Siamo un Paese bloccato, in cui le disuguaglienze crescono e da cui i giovani scappano, ma cambiare si può. Intervista con Patrizia Luongo

di Fabrizia Bagozzi

Un futuro più giusto. Che non è il libro dei sogni, ma una strada perseguibile mettendo in fila una serie di politiche la cui necessità è stata evidenziata, una volta di più, dall’emergenza Coronavirus. Lo spiegano Fabrizio Barca e Patrizia Luongo in una pubblicazione da loro curata per i tipi del Mulino. Un testo che nasce nell’alveo di quella fucina di idee e proposte che è il Forum Diseguaglianze Diversità – animato dall’ex ministro della coesione territoriale – e che s’intitola esattamente così: “Un futuro più giusto, rabbia, conflitto e giustizia sociale”. Ne parliamo con Patrizia Luongo, economista, già consulente dell’Ocse, della Banca Mondiale e dello Human Development Report Office delle Nazioni Unite.

 

un futuro più giusto
Patrizia Luogo, economista

La stampa di  “Un futuro più giusto, rabbia, conflitto e giustizia sociale” è stata fermata dal lockdown.
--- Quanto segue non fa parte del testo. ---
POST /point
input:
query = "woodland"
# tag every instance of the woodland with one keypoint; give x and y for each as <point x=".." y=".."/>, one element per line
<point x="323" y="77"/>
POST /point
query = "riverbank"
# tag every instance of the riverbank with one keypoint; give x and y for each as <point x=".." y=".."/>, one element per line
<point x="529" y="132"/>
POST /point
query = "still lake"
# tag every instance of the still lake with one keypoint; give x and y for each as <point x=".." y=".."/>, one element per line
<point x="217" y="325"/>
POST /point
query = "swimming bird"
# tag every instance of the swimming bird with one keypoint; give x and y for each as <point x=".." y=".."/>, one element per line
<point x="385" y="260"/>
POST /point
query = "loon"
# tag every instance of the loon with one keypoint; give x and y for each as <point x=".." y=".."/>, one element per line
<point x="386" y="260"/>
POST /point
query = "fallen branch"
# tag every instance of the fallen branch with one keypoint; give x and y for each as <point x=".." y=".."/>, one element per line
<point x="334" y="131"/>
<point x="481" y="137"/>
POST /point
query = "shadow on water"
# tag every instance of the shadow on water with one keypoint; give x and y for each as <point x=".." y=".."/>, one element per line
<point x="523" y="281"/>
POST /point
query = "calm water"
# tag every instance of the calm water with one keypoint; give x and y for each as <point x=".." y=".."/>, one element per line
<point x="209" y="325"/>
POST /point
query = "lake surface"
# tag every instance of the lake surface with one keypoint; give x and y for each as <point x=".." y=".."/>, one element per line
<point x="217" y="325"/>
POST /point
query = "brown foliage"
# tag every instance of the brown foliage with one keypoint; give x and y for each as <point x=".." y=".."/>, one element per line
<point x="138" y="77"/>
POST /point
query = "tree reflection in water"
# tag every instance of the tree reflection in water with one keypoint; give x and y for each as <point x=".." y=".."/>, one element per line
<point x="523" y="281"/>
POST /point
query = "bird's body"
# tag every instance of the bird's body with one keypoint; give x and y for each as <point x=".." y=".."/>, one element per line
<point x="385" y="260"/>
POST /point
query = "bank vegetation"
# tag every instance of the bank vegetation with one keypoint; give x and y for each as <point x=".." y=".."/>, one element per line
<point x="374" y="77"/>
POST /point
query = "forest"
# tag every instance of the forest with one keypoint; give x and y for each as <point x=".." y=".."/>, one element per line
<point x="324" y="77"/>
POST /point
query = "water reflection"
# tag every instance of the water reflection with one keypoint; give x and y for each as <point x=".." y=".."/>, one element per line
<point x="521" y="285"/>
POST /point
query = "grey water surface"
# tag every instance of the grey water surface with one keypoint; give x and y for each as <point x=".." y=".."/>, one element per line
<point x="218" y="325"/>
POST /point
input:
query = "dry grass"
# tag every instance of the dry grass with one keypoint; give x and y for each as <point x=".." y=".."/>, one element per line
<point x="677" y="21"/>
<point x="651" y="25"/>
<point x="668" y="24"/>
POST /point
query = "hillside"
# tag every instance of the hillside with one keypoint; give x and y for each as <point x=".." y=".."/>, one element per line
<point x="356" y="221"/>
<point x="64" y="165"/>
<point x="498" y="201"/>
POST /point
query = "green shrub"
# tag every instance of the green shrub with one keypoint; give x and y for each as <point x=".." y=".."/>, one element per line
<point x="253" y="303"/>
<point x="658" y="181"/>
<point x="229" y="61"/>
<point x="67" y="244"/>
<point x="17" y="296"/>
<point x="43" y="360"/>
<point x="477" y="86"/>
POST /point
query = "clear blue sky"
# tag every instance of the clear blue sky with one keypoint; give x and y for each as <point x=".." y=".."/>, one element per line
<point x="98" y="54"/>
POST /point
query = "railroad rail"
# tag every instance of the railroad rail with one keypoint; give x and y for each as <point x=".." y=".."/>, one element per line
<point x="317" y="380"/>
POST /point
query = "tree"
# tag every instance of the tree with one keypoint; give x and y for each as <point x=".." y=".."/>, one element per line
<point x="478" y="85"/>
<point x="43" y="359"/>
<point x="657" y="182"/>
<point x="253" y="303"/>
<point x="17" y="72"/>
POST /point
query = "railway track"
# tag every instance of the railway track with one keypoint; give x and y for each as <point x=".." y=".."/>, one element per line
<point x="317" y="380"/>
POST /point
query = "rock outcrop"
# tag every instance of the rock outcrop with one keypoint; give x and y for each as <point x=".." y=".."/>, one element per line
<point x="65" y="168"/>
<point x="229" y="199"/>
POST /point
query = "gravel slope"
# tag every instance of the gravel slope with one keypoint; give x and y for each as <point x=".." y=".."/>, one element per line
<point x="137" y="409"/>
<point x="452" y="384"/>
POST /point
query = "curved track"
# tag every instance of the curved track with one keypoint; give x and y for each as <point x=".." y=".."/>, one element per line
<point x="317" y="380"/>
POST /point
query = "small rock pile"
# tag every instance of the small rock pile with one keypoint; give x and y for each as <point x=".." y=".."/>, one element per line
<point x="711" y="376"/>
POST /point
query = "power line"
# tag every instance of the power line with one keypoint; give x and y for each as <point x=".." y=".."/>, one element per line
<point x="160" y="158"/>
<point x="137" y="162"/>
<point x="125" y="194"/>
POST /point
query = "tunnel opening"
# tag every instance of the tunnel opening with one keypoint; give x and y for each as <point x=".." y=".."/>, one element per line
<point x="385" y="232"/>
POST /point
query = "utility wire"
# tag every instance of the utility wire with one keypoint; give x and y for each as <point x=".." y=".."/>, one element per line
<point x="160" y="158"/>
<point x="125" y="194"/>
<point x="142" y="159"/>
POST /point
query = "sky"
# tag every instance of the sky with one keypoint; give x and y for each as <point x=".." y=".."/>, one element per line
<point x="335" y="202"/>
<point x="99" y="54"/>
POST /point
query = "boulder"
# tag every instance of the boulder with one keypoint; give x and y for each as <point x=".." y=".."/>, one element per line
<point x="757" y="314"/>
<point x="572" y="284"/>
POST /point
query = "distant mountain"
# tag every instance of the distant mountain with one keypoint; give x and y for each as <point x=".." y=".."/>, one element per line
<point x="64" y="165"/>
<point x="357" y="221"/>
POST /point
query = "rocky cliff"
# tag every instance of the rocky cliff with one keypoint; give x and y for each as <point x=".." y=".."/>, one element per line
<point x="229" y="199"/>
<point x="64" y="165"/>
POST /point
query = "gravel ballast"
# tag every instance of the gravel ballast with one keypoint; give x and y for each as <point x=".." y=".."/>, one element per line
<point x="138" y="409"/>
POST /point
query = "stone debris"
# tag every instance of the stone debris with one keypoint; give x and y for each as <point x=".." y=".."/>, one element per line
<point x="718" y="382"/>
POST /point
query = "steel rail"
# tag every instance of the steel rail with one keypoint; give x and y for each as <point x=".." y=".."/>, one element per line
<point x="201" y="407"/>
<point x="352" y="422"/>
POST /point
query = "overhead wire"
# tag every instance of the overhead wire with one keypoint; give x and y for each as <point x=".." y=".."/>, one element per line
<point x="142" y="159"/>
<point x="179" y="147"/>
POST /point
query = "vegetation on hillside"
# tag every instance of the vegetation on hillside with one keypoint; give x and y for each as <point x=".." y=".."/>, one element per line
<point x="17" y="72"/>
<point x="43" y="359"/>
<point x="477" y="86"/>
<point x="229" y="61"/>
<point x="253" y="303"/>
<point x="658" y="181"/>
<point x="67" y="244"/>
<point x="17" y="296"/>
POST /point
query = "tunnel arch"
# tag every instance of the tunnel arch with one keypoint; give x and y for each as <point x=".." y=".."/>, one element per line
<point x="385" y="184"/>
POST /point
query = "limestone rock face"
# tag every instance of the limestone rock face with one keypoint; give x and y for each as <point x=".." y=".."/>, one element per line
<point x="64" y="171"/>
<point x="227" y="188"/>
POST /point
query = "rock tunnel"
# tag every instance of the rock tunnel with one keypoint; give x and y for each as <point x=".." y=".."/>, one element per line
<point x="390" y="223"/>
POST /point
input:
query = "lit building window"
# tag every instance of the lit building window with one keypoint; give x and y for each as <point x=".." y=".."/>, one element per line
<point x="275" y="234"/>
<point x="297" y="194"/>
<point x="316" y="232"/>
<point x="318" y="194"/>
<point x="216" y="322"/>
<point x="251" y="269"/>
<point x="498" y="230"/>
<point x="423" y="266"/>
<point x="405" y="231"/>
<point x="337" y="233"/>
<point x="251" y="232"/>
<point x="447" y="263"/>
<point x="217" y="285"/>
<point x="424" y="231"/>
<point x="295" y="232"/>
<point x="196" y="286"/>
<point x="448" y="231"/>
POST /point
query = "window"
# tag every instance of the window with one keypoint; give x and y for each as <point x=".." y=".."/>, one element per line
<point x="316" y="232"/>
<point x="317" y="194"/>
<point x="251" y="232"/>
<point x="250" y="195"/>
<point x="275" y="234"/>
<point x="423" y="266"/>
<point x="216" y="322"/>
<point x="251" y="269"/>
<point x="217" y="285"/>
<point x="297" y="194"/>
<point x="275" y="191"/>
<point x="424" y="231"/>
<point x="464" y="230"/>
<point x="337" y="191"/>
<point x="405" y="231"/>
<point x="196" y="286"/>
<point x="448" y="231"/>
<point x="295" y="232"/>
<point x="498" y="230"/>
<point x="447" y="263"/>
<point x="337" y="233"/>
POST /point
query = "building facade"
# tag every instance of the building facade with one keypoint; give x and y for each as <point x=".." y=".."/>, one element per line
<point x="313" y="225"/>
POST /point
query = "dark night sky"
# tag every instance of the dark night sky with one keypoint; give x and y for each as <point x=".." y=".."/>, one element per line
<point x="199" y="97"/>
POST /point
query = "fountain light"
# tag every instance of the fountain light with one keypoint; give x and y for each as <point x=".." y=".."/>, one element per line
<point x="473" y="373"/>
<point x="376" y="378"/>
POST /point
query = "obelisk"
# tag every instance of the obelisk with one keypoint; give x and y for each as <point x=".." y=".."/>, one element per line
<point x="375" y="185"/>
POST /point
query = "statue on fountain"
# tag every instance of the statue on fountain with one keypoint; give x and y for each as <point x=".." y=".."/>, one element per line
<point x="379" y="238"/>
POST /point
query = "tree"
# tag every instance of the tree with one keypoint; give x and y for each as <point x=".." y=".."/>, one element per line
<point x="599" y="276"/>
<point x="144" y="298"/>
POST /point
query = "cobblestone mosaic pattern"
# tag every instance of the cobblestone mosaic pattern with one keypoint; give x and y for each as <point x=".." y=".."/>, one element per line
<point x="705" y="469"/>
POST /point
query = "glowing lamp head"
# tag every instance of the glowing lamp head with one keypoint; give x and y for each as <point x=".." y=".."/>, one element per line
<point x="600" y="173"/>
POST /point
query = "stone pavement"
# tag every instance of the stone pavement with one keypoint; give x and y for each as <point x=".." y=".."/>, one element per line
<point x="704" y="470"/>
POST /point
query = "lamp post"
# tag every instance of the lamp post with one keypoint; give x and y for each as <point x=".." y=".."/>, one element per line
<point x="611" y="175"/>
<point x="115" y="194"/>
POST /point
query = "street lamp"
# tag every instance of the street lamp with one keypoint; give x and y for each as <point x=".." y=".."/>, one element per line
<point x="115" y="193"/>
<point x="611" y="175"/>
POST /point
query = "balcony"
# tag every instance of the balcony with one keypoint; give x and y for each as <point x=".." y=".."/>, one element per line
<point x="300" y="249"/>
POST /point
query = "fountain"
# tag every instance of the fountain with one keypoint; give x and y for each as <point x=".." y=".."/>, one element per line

Scrivete che quando l’avete riletto per il via libera definitivo dopo il blocco, l’impianto vi è sembrato più che mai attuale. “Non è a quella normalità che vogliamo tornare”. A che cosa vi riferite?
«A una normalità caratterizzata dalla crescita delle diseguaglianze: nella ricchezza, se pensiamo che in Italia 10 milioni di persone non ha risparmi sufficienti per sopravvivere 3 mesi senza reddito; nel lavoro, considerando che abbiamo almeno 6 milioni di lavoratori senza tutele; nell’accesso ai servizi di qualità come istruzione, mobilità, cultura, sanità. Ma esiste anche un’altra disparità e riguarda il riconoscimento: molti non si sentono ascoltati e non vedono nelle azioni di governo e nelle politiche locali un processo di riconoscimento di bisogni e aspirazioni. E questo alimenta rabbia che si indirizza verso chi sta peggio o è “diverso”. I poveri, i migranti, per esempio».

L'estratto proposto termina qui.